Transistor saturation is higher than some - probably about 0.9V at 100-200 mA
Still not enough to greatly change the above overall current drain estimate.


It's all rather hard on the battery but it SHOULD work with a newish battery. Unknown is length of on time, actual battery voltage under load, ...

Key questions are:

  • Are all batteries new.

  • Has battery - LED - ground current path been checked to ensure no high resistance additions by mistake. Eg battery connections, R5 or R7 have some values wrong by factor of 10 or 100 or ... . (Happens)

  • What is voltage high and low of waveform at op amp output.

  • What is battery voltage before and during switching attempt and what is battery voltage trace like during switching.

  • What is on/off duty cycle, how often switched, how long on?

    -What is waveform high/low voltages at Q2 base.


  • \$\begingroup\$ The batteries are all new.
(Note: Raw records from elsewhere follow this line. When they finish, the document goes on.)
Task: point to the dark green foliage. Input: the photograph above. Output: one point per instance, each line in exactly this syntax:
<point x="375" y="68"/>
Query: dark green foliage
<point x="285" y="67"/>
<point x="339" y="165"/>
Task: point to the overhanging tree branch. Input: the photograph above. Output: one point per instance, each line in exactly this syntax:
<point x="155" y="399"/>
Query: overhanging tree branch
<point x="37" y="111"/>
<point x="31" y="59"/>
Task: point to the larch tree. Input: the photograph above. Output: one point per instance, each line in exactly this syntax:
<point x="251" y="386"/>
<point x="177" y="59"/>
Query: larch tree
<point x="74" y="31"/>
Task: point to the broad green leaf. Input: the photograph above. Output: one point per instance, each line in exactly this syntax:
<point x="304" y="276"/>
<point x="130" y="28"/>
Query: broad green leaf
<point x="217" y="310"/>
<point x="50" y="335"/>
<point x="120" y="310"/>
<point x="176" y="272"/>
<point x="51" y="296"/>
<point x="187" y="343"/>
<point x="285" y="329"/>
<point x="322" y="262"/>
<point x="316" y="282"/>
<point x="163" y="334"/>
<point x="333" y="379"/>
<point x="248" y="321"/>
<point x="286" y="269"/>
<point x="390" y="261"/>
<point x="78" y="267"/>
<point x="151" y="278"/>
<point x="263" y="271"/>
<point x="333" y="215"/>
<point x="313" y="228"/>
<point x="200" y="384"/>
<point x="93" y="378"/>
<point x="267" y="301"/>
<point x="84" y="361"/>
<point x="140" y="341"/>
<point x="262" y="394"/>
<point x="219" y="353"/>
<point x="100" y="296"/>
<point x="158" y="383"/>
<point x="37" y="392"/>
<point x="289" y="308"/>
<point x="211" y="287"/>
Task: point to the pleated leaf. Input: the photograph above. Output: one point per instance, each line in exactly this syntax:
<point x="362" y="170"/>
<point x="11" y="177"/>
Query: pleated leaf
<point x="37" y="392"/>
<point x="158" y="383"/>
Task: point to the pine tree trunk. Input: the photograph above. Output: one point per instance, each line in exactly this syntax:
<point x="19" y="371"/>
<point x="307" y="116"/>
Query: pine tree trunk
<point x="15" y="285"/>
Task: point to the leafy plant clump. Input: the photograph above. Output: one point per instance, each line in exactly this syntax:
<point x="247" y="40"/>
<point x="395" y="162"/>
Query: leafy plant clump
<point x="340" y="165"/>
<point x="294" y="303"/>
I've checked component values over and over and have looked for bogus solder joints as well. The duty cycle is not really defined. The unit may be active for up to 5 seconds at a time. The idle time (between two consecutive activations) is not defined... whenever the user presses the button. It would be quite common for to have a duty cycle of .5Hz with a width of 1 second per. Does that make sense? \$\endgroup\$
    – Jason
    Mar 3, 2012 at 0:25

I figure I should follow up with an 'answer' since I have solved my issue. In the end, it was really quite simple and I now feel silly for not finding it early on. The key was to simply follow the current. The LED on the 'bad' boards still conducted, it just didn't oscillate. Vce on Q2 had a nice square waveform on the 'good' boards but Vce was 0V on the 'bad' boards. An ohm meter across the junction showed a short. Removing the transistor from the board and flipping the part upside down immediately showed the problem. I had placed several vias on the emitter to tie it to ground (pour on bottom layer). A few of these vias were above the emitter pad (underneath the component body). The collector pin(s) on the SOT89 package are exposed and run the width of the part. As you can see from the image the chances of bridging collector and emitter are quite high.